Definition of Compound Interest

What is compound interest? It's interest paid on both the principal amount and on any interest earned. So the amount of interest earned increases over time, because it's being calculated from a larger principle amount.

Compounding yields a greater return than simple interest, and being able to calculate it can really help make decisions about an investment.
Example of Simple Interest Versus Compound Interest

Here's an example of the same amount calculated with simple interest, and with compounded interest. $1000 invested at a flat rate of 5% yields $1050, since 50 is 5% of 1000. But that same $1000 invested for 3 years at a rate of 5% compounded interest yields $1157.62, a difference of $107.62.

The larger the principle and the longer the investment, the greater the interest earned. Not only are you earning interest on the original, or principle amount, but you're earning on the interest that's been added to your principle amount.
Basic Formula to Calculate Compound Interest

Here's the basic formula to calculate compound interest: P(1 + i)^n = M. P is the principal amount - the amount you originally invest, iis the rate of interest per year (expressed as a decimal), n is the number of increments of time (in this case, years) invested, and M is the final amount, including the principal.

Using the $1000 from before, the equation would look like this: 1000 (1+0.05)^3 = 1157.62.
Additional Example of Calculating Interest Compounded Annually

Here's another example. $10,000 invested for 50 years earning 4% compounded annually: 10,000 (1+0.04)^50 = $71,067. $10,000 invested for the same 50 years earning 12% interest compounded annually is: 10,000 (1 + 0.12)^50 = $2,890,022.
Formula to Calculate Interest Compounded More Frequently

It's also possible to have the interested compounded more frequently than annually.
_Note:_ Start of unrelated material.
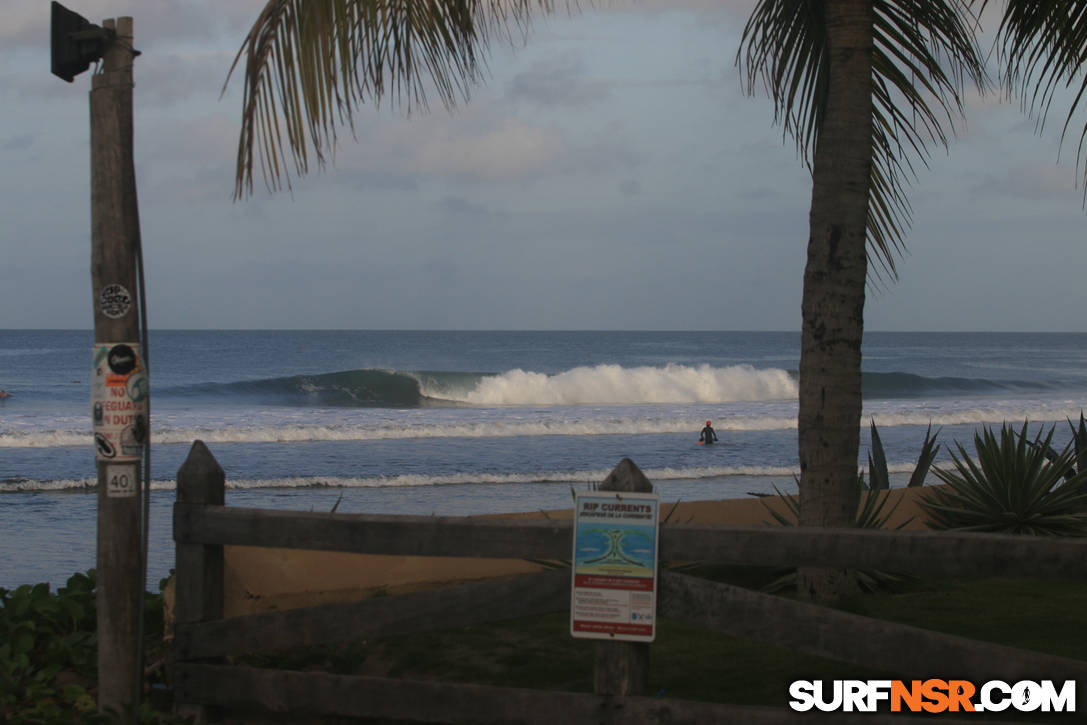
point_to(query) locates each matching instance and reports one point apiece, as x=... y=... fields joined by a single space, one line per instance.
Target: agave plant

Compounding quarterly compounds the interest earned every 3 months, every quarter of a year. To calculate that, use a slightly different formula: P (1 + r/n)^nt = M.
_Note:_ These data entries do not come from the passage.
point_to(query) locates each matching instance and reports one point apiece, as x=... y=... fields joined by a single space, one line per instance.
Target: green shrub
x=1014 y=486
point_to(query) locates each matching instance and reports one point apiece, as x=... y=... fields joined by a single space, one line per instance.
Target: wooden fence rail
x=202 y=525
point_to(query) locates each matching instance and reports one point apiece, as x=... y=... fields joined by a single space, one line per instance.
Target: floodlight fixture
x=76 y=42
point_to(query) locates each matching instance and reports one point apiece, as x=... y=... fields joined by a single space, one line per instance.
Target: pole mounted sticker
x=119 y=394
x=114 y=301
Just as in the basic compounding formula, P is the principal amount or your initial investment, r is the annual interest rate converted to a decimal, n is going to be the number of times the interest is compounded per year, in this case 4, and t is the number of years.
Examples of Calculating Interest Compounded Quarterly

So, to figure out what a $10,000 investment earning an annual 4% interest compounded quarterly would be after 50 years, plug everything into the equation: 10,000 (1 + 0.04/4)^(4x50) = 73,160.

It would total over $73,000 when compounded quarterly compared to just over $71,000 when compounded annually. That certainly demonstrates the power of compounding interest.